The work is published in this week’s PNAS Online, the website of the Proceedings of the National Academy of Sciences of the United States of America.
In a 2005 study, the late Duke neuroscientist Lawrence C. Katz, working with Block, found the first evidence of neurons responsive to social odors, using a new analytical approach to isolate one of these social odors – MTMT, a sulfur-containing chemical in urine that enables mice to distinguish between the sexes – defining maleness in the mice.
“One of the important questions remaining to be answered at that time was how a volatile small molecule such as MTMT gets recognized by the receptor proteins found in the olfactory bulb,” said Block. He recommended to the Duke laboratory that it undertake a “sustained team effort” to identify the particular receptors in the mouse that recognized MTMT from the vast universe of smells with which it comes in contact.
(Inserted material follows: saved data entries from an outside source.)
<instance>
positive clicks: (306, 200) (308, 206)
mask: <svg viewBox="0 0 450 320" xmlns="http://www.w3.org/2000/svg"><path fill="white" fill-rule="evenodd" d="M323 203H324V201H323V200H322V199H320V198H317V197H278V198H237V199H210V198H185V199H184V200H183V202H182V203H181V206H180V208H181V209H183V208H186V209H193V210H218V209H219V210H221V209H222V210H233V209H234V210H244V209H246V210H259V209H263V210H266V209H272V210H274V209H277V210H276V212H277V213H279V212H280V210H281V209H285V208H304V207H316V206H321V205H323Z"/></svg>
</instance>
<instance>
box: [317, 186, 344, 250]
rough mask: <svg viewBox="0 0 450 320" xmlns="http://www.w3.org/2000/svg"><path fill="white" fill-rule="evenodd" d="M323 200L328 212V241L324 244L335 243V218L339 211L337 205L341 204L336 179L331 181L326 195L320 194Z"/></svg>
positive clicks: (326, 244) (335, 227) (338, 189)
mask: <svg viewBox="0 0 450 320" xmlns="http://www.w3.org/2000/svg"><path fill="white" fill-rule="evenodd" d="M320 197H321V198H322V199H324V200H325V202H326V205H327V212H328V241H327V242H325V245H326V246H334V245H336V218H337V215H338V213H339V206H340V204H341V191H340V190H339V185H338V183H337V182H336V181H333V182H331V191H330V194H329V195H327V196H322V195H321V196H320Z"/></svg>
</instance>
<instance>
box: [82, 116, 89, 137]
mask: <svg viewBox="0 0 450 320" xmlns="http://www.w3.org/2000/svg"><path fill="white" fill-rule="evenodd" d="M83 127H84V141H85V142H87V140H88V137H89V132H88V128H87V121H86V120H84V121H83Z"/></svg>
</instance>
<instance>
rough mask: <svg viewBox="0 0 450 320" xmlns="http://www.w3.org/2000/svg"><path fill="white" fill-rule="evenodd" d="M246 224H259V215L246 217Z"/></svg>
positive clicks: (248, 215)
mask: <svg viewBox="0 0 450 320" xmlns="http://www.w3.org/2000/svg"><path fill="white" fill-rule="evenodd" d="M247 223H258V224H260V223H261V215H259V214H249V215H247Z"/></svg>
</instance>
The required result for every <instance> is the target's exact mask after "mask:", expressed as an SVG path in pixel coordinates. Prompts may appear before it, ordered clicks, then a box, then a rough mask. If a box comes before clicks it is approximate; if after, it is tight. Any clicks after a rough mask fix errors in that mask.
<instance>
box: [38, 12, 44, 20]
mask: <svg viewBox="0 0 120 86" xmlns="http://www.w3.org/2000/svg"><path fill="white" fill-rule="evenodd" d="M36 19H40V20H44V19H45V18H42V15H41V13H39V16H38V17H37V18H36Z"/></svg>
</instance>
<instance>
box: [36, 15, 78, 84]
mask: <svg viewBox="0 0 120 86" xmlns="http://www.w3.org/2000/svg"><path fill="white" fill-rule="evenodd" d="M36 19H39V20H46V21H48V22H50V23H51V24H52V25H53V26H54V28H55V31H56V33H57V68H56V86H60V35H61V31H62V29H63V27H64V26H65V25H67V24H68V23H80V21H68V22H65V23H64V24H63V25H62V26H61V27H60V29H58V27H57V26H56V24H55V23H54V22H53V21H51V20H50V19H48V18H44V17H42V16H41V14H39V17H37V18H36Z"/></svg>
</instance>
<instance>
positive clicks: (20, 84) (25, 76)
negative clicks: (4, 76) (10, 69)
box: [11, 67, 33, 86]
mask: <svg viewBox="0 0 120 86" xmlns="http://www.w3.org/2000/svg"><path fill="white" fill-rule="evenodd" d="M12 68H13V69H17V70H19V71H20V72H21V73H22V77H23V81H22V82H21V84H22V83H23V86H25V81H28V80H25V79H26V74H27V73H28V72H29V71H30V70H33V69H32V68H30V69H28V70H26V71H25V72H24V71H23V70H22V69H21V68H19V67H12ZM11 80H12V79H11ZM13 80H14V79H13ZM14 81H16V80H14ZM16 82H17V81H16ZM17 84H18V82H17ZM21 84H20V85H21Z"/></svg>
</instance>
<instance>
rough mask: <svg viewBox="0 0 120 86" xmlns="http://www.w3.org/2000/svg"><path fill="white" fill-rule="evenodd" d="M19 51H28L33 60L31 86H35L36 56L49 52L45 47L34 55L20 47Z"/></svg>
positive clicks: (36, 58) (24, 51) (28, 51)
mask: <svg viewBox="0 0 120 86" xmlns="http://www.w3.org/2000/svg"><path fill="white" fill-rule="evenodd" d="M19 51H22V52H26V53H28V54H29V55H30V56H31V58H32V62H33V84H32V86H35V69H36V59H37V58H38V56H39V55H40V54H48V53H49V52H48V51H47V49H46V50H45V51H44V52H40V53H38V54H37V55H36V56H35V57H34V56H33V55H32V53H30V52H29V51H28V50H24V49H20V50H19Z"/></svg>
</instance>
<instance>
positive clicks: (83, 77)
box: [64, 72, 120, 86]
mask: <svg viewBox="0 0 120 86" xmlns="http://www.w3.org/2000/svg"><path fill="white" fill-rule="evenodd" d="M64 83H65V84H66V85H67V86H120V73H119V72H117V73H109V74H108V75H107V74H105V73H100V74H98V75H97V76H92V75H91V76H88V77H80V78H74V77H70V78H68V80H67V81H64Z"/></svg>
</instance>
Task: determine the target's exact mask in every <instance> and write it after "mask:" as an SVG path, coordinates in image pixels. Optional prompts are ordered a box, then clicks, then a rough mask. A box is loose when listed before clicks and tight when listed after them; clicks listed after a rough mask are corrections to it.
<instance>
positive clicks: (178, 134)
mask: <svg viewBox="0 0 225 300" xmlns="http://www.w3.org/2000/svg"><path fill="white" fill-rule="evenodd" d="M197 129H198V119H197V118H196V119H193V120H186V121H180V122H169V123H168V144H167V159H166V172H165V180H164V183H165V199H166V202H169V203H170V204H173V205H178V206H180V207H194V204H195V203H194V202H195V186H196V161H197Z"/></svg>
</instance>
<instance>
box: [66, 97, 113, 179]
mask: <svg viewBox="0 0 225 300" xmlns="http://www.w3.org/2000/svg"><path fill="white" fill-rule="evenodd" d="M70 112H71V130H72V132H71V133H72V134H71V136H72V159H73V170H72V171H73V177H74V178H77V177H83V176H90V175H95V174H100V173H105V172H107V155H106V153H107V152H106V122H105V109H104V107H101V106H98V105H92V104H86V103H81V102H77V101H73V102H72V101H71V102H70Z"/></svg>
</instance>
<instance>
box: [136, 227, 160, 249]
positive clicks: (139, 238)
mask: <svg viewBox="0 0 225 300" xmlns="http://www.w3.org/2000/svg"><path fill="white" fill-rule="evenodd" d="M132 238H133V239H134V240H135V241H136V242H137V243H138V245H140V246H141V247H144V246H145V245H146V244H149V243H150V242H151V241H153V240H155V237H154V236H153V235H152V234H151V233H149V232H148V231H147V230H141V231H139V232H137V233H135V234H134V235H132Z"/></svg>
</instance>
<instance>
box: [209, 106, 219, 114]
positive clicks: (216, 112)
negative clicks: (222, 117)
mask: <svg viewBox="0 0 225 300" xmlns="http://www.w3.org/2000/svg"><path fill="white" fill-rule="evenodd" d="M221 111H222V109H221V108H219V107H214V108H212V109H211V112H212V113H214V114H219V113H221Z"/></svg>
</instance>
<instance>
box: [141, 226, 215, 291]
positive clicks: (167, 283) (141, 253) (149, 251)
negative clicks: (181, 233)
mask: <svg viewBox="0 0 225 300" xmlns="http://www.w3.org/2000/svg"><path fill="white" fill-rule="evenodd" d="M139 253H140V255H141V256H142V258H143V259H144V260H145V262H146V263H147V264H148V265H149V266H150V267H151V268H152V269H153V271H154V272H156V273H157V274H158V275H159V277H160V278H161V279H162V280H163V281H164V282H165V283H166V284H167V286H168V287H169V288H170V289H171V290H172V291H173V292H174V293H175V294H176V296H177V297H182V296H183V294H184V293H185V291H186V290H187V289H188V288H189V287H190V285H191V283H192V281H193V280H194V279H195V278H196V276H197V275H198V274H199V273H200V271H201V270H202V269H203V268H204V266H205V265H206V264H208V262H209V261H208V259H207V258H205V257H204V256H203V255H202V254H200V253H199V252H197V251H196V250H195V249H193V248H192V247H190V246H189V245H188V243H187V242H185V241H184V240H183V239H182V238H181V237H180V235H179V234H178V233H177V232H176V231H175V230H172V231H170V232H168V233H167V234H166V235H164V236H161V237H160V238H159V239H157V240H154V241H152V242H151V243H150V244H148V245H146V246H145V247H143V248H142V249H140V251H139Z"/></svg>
At Duke, Matsunami and fellow neurobiologist Hanyi Zhuang ran a high-throughput test of several hundred mammalian odor receptors, and found that one receptor resulted in superior detection of even trace amounts of MTMT when copper ions were present.
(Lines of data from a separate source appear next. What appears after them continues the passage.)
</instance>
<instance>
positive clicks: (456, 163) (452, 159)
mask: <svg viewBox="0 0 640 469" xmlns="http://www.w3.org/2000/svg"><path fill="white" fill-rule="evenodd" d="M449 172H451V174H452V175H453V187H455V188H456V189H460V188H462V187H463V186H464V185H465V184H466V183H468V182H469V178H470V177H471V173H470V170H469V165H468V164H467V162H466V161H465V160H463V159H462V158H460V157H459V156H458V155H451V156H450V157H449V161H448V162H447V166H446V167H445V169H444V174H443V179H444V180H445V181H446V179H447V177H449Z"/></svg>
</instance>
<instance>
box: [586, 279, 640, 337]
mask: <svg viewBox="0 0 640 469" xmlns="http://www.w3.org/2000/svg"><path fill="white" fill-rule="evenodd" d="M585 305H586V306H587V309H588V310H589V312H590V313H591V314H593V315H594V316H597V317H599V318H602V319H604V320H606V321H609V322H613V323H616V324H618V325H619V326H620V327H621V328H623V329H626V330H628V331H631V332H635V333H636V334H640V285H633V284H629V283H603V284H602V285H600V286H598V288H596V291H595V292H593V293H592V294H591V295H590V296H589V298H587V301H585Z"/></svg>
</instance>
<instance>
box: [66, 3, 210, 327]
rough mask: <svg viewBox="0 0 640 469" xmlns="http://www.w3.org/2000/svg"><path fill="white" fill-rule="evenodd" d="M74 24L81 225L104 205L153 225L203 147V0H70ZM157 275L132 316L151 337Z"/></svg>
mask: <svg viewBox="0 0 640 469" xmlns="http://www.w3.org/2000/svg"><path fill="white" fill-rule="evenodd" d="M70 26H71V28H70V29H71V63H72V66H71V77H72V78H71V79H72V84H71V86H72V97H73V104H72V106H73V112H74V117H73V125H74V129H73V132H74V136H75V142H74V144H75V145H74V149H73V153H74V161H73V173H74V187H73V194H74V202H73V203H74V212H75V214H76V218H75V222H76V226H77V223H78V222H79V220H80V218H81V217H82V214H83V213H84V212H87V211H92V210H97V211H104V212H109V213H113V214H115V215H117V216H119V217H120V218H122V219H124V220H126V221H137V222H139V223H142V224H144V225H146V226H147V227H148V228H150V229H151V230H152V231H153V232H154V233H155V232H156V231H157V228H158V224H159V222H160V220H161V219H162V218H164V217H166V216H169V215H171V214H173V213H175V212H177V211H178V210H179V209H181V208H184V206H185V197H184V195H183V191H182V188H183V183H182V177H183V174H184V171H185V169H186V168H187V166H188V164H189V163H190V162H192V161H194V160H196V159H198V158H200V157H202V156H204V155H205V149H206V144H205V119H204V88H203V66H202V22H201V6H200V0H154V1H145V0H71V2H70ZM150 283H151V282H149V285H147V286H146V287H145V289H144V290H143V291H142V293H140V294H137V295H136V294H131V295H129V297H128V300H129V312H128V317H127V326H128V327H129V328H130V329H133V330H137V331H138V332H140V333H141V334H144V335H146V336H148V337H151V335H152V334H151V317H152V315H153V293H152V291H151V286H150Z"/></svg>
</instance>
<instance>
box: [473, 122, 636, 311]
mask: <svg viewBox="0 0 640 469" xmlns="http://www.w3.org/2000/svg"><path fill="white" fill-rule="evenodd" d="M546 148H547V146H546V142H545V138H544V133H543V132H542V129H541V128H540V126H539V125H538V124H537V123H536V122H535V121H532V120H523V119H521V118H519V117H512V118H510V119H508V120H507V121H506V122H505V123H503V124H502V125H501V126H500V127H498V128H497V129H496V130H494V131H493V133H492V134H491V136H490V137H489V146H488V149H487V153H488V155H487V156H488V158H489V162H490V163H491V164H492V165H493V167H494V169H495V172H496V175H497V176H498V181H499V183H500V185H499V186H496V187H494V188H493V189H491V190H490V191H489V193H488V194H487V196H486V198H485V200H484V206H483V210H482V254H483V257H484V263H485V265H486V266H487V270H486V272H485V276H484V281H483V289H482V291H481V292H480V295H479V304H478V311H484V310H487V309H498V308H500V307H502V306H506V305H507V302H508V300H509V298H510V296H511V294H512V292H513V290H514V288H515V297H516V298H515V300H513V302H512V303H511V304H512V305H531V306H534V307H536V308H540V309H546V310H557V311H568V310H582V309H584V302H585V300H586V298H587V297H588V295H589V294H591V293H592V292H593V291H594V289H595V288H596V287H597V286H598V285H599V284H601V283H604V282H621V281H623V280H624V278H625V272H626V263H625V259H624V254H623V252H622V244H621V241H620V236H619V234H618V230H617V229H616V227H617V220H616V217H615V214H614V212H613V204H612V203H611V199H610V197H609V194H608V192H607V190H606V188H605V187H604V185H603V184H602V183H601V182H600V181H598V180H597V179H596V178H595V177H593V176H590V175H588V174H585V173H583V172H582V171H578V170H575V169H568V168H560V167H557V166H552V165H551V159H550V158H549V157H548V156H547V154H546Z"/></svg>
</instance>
“We learned that copper definitely was involved in the ability to smell sulfur compounds, and it was Eric Block’s idea that metal ions must be involved,” said Matsunami. “Further, I see no reason why the mouse receptor activity would be different from human receptors, because we have the same kind of olfactory receptors.”
Block and colleagues at UAlbany created several dozen sulfur-containing compounds for testing, and copper was the metal that allowed for detection through the receptor. The Duke team also did experiments using a chemical that binds to copper in the mouse nose, so that copper wasn’t available to the receptors, and the mice didn’t detect the MTMT, Matsunami said.
“This study establishes for the first time the key role of a metal, namely copper, in the activity of an olfactory receptor,” said Block. “What’s also exciting is that, because olfactory receptors are transmembrane G protein-coupled receptors of the same type as receptors for drugs, our discovery suggests a possibility that some drug receptor responses may also be enhanced in the presence of copper or other metal ions.”
Postdoctoral fellows Siji Thomas and Shaozhong Zhang of UAlbany’s Department of Chemistry also participated in the research, supported by the National Science Foundation.
Block, the 2012 winner of the U.S. Department of Agriculture’s Sterling B. Hendricks Memorial Lectureship Award, will discuss these latest research results at the American Chemical Society meeting in Philadelphia this August.